A Study on Text Classification: Term Weighting Algorithm Analysis
Abstract
With the advancement of digital recording and storing technology, plus the huge growth of world wide web, people nowadays use digital texts instead of paper to write and record. In order to realize more text applications, the technology of text classification is gradually gaining attention recently. To achieve automatic text classification through machine learning, the related five technologies, including pre-processing, feature extraction, feature selection, term weighting and classification algorithm, are often discussed as well by many researches. In this paper, we are going to explore the impact of term weighting on text classification.
Term weighting is definitely a very important part of text classification. The calculated weight should directly reflect the importance of the term in entire text to allow machine learning to achieve the best classified result. We applied some common term weighting methods to several pre-defined datasets and conducted the experiments.
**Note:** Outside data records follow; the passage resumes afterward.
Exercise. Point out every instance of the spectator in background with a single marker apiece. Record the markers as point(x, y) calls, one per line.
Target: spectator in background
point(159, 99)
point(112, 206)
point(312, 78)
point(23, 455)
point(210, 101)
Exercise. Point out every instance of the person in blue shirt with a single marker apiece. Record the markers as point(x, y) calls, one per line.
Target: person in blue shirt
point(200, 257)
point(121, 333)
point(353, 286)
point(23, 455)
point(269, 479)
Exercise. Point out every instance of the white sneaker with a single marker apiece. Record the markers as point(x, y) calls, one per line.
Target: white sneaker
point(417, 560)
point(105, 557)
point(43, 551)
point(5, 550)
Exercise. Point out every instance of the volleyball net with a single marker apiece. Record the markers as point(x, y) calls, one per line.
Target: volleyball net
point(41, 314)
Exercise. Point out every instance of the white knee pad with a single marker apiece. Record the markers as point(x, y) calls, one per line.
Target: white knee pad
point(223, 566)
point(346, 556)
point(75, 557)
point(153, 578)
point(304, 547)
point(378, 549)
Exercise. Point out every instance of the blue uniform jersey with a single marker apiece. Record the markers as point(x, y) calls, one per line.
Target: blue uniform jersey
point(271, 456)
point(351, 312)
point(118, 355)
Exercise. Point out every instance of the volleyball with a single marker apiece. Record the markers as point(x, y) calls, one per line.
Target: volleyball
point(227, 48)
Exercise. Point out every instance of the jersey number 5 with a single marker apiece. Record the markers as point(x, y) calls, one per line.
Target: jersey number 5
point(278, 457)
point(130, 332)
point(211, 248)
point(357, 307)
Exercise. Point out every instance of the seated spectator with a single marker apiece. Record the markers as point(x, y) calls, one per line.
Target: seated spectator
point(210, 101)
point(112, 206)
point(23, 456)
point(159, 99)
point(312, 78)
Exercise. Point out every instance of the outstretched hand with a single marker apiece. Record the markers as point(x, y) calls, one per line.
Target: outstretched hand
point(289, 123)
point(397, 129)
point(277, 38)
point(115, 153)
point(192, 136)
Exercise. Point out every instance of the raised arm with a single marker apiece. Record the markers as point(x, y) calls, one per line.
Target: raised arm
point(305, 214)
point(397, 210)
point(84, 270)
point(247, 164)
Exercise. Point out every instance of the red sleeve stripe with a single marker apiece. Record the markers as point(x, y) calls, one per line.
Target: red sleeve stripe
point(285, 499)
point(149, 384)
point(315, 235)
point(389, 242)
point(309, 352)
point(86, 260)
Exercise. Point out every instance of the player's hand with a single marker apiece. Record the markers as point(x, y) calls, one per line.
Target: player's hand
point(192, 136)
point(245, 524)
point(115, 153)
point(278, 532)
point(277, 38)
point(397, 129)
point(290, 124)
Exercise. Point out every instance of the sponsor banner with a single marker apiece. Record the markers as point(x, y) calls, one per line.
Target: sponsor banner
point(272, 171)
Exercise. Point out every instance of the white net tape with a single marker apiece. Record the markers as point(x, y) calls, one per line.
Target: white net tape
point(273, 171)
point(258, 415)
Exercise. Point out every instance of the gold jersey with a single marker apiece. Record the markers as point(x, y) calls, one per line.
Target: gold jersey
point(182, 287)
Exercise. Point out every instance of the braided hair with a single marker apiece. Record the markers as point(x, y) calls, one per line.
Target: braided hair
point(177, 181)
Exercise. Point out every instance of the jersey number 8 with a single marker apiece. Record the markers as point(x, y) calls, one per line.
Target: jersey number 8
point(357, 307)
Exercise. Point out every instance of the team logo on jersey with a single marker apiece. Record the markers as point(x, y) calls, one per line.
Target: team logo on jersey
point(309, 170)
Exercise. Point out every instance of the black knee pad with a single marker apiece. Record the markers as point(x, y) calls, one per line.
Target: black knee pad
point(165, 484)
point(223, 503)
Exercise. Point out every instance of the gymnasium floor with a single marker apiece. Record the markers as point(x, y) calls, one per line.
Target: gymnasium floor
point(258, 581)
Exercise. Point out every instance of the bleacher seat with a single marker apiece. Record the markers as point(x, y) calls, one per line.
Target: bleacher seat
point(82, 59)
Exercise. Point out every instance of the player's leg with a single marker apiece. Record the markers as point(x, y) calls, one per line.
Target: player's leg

Instead of intuitively considering that the value of weight represents how important it is, it turned out that the result shows the term actually may not as important as the high scored weight represents.
Kuan-Hua Tseng, Chun-Hung Richard Lin, Jain-Shing Liu, Chih-Ming Andrew Huang, Yue-Han Wang, "A Study on Text Classification: Term Weighting Algorithm Analysis," Journal of Internet Technology, vol. 22, no. 2 , pp. 311-325, Mar. 2021.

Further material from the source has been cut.